Faculty  Physical Chemistry 
Born Chicago, Illinois, 1972.
Harvard University, A.B., 1994, Ph.D., 1999
University of Oxford, 1999-2001.
University of California, Berkeley, 2001-2003.
University of Chicago, Assistant Professor, 2003-
 
Accolades
2008 Alfred P. Sloan Fellow.
2006 NSF CAREER Award.
2005 Searle Scholar.
2003 Dreyfus New Faculty Award.
2000-2001 Linacre College EPA Cephalosporin Junior Research Fellow.
1999 Burroughs Wellcome Fund Hitchings-Elion Postdoctoral Fellow.

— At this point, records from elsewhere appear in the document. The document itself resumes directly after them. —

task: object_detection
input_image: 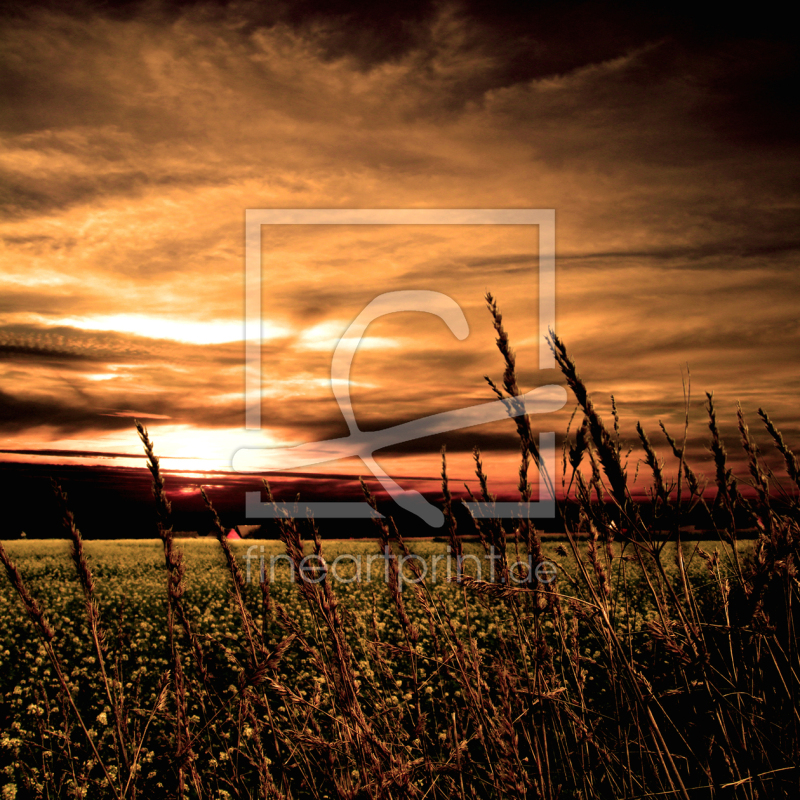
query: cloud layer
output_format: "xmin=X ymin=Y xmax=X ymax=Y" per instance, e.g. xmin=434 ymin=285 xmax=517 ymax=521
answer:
xmin=0 ymin=3 xmax=800 ymax=500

1994-1999 Howard Hughes Medical Institute Predoctoral Fellow.
Aaron Dinner
Assistant Professor
Office:Gordon Center
E139E, 929 E 57th St.
Phone:(773) 702-2330Fax:(773) 834-5250
Email:dinner@uchicago.edu
Web: http://dinner-group.uchicago.edu
 
Research Interests
The Dinner group develops and applies theoretical methods for relating cellular behavior to molecular properties. We are particularly interested in how proteins regulate access to genes in the context of the development of the immune system. Understanding how such complex behavior arises from physical and chemical features is a problem in fundamental statistical mechanics, but its solution has direct implications for treating autoimmune pathologies and cancers as well as improving vaccination strategies.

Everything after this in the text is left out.